Lula entrou de sola, lembrou que a Terra é redonda e não plana. Bateu pesado na política armamentista e na total inversão de valores, quando o povo está precisando de emprego, alimento, educação, lazer e, principalmente, saúde. Questionou gastos com cloroquina e não termos vacinas para o Brasil poder retomar o desenvolvimento e resgatar empregos.
O ex-presidente disse com todas as letras que a Petrobras não estaria à mercê dos especuladores. Lembrou que o Brasil é exportador de petróleo, que não existe justificativa para seguir preços internacionais para os combustíveis. Completou que é contra a autonomia do Banco Central. Afirmou que o Banco deve estar sob controle do Governo e não do Mercado. Disse mais, se o mercado tem medo dele, então não está disposto a investir no capital produtivo e gerar emprego. Foi ainda mais duro quando disse que os Yuppies que vivem de ganhar dinheiro vendendo papéis sem produzir um lápis ou um copo, que esses devem ter medo mesmo.
A conjuntura mudou e quem antes passeava fazendo o que queria no mercado, pisando na democracia, desqualificando as instituições e marginalizando as minorias, agora tem um contraponto claro.
Lula fala com a autoridade de quem chegou ao poder em 2003 com o dólar valendo mais de R$ 4, bolsas em queda e todo setor produtivo encolhido. Saiu do Governo com o Brasil entre as maiores economias do mundo, com grau de investimento conferido pelas agências internacionais, fora do mapa da fome mundial, com a indústria de base disputando espaço internacional, a Petrobras liderando a exploração de petróleo e as classes médias e baixas com poder de compra.
A volta de Lula ao cenário político numa conjuntura completamente diferente já produz efeitos. Até mesmo os partidos de direita e o Centrão poderão adotar uma nova postura, na medida que as possibilidades políticas mudaram. O bolsonarismo, que parecia ser o único campo com representatividade numérica para disputar 2022, agora tem um adversário à altura.
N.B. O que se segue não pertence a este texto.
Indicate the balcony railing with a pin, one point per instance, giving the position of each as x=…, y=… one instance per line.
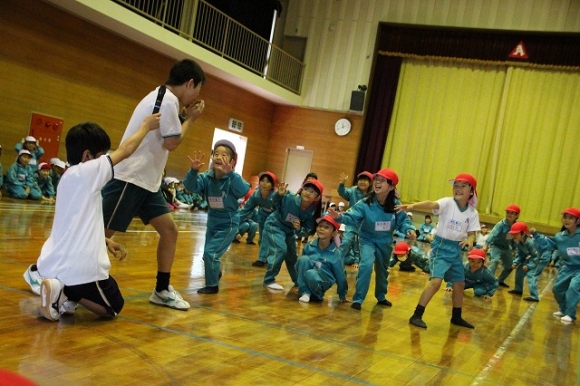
x=203, y=24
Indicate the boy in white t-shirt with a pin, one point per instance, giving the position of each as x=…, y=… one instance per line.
x=73, y=264
x=458, y=224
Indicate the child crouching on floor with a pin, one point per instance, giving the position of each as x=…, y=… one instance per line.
x=478, y=276
x=321, y=264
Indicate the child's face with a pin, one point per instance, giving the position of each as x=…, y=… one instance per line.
x=24, y=159
x=221, y=157
x=382, y=186
x=511, y=216
x=308, y=194
x=403, y=257
x=363, y=184
x=475, y=264
x=325, y=230
x=30, y=146
x=461, y=191
x=265, y=184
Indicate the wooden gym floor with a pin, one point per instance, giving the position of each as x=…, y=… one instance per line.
x=246, y=335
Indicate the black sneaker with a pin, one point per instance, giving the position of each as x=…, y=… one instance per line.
x=416, y=321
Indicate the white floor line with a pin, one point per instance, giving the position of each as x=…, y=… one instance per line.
x=483, y=374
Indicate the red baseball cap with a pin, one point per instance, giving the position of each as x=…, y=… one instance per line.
x=519, y=227
x=477, y=254
x=329, y=219
x=401, y=248
x=513, y=208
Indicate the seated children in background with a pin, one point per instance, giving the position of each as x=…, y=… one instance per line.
x=526, y=258
x=320, y=265
x=477, y=276
x=20, y=182
x=44, y=182
x=221, y=186
x=57, y=168
x=74, y=261
x=249, y=226
x=425, y=229
x=294, y=215
x=31, y=144
x=408, y=256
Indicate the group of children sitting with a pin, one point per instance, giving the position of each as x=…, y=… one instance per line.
x=27, y=178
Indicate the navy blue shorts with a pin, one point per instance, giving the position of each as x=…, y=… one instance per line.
x=123, y=200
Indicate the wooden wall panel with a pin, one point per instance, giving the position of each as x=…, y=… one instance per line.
x=314, y=129
x=57, y=64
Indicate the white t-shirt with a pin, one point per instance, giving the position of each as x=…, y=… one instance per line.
x=76, y=253
x=453, y=223
x=144, y=167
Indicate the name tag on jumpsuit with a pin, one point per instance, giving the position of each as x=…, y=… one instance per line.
x=215, y=202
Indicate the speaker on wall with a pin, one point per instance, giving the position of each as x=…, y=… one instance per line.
x=357, y=100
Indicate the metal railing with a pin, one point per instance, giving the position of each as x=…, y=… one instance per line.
x=203, y=24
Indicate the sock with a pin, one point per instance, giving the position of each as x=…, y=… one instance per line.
x=419, y=311
x=162, y=281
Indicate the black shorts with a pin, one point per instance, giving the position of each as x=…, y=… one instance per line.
x=123, y=200
x=103, y=292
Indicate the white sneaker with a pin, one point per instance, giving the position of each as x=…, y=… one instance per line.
x=33, y=279
x=304, y=298
x=169, y=298
x=275, y=286
x=52, y=298
x=69, y=307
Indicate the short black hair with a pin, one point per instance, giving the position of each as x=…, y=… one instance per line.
x=85, y=136
x=183, y=71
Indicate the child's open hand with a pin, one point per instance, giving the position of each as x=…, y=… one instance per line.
x=196, y=163
x=152, y=121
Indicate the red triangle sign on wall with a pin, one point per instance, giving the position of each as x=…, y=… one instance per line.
x=519, y=52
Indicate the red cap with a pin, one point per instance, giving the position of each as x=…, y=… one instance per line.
x=367, y=174
x=513, y=208
x=477, y=254
x=389, y=174
x=315, y=183
x=272, y=176
x=401, y=248
x=329, y=219
x=573, y=212
x=519, y=227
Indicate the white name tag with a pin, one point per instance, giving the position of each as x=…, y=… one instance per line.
x=215, y=202
x=382, y=226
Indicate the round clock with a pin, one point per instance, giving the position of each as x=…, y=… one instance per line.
x=342, y=127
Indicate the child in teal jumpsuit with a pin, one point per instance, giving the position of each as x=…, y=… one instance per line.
x=221, y=186
x=566, y=290
x=320, y=265
x=262, y=198
x=526, y=256
x=294, y=215
x=349, y=247
x=376, y=218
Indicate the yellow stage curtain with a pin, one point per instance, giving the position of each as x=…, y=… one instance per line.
x=539, y=158
x=443, y=124
x=517, y=130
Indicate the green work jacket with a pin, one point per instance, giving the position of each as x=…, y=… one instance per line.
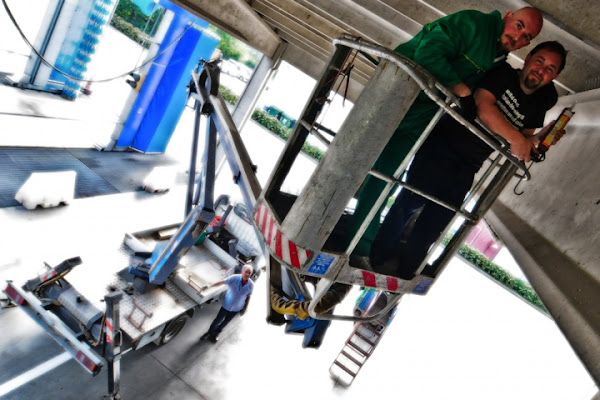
x=458, y=47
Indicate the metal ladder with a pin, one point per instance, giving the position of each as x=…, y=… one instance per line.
x=363, y=340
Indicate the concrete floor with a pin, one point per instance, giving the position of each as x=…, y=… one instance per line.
x=467, y=339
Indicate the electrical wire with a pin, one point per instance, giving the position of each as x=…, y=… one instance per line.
x=48, y=64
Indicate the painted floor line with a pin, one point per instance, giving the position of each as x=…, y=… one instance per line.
x=33, y=373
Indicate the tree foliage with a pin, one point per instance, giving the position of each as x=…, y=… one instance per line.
x=133, y=14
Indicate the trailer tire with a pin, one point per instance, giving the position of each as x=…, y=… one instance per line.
x=172, y=329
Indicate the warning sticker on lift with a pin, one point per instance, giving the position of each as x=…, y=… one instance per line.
x=321, y=264
x=423, y=285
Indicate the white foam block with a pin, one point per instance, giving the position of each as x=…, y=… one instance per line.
x=47, y=189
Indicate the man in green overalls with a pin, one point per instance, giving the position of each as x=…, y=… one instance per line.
x=456, y=50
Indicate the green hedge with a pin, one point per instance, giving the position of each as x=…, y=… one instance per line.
x=516, y=285
x=272, y=124
x=126, y=28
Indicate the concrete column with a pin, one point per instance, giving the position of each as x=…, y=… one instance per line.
x=383, y=103
x=569, y=293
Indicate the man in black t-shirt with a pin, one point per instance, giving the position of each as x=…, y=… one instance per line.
x=512, y=103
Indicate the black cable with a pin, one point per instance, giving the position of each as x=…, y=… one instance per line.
x=47, y=63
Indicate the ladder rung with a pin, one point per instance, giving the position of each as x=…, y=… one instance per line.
x=358, y=349
x=372, y=328
x=363, y=337
x=346, y=369
x=351, y=358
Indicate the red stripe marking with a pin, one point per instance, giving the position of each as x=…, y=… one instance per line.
x=294, y=259
x=270, y=232
x=278, y=244
x=89, y=364
x=392, y=283
x=369, y=279
x=264, y=224
x=109, y=331
x=48, y=275
x=16, y=297
x=257, y=216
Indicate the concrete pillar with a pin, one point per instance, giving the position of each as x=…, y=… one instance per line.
x=383, y=103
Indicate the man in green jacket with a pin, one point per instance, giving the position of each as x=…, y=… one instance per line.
x=456, y=50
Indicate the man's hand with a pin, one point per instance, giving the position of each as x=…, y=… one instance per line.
x=522, y=148
x=468, y=108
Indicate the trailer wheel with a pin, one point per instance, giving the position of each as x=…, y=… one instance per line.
x=172, y=329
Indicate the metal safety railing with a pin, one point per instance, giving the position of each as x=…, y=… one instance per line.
x=296, y=229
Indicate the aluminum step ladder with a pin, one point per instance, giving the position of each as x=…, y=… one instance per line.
x=364, y=338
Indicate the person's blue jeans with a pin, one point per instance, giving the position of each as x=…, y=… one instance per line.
x=414, y=223
x=221, y=320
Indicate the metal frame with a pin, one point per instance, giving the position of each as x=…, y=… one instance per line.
x=433, y=89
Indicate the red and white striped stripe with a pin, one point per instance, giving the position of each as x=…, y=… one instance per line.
x=371, y=279
x=12, y=293
x=110, y=333
x=87, y=362
x=50, y=274
x=285, y=249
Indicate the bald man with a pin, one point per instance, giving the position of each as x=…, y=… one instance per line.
x=456, y=50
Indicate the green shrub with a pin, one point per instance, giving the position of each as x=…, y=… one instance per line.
x=272, y=124
x=517, y=286
x=126, y=28
x=228, y=96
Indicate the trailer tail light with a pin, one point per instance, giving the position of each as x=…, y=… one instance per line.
x=12, y=293
x=88, y=363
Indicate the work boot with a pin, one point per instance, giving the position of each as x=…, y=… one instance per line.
x=334, y=296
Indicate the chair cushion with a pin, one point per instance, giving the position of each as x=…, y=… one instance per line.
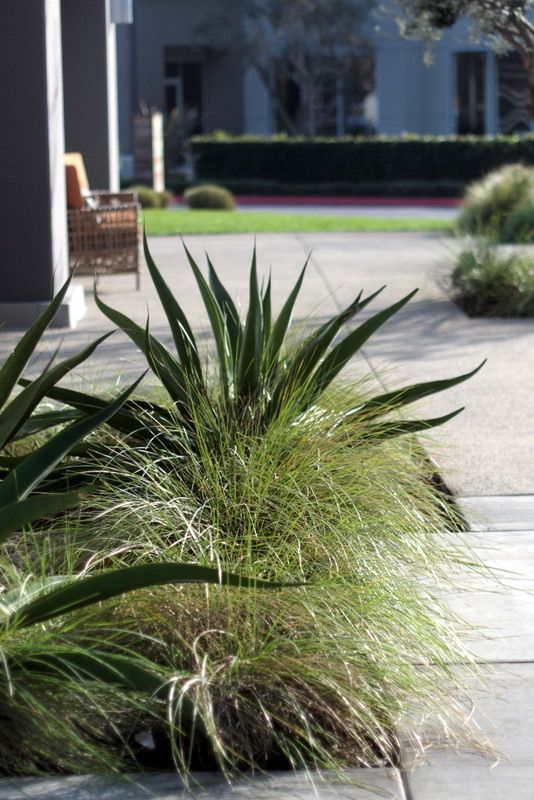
x=76, y=178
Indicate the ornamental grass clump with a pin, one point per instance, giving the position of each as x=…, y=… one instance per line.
x=497, y=205
x=262, y=460
x=58, y=654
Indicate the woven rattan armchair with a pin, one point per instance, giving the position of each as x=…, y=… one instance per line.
x=104, y=229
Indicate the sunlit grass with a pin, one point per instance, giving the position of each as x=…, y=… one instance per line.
x=165, y=222
x=320, y=676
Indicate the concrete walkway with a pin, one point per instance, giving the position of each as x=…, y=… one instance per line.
x=486, y=454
No que diz respeito à pandemia, quem antes achava que poderia negar o problema, desdenhar das mortes, incentivar a proliferação do vírus, desrespeitar o uso de máscaras e colocar em dúvida a vacina como forma de imunização, agora já incorpora o discurso “Vacina Já” e passou a ser o novo mascarado.
Se antes Bolsonaro acreditava que iria tripudiar com a desgraça alheia e chegar a 2022 sem precisar rever suas práticas, parece que o roteiro mudou. Não adiantará fingir demência, atropelar a democracia, abarrotar o governo de militares incompetentes e entregar a economia aos interesses do Guedes, haverá contraponto. Agora é Lula.
*Anderson Pires é formado em comunicação social – jornalismo pela UFPB, publicitário, cozinheiro e autor do Termômetro da Política.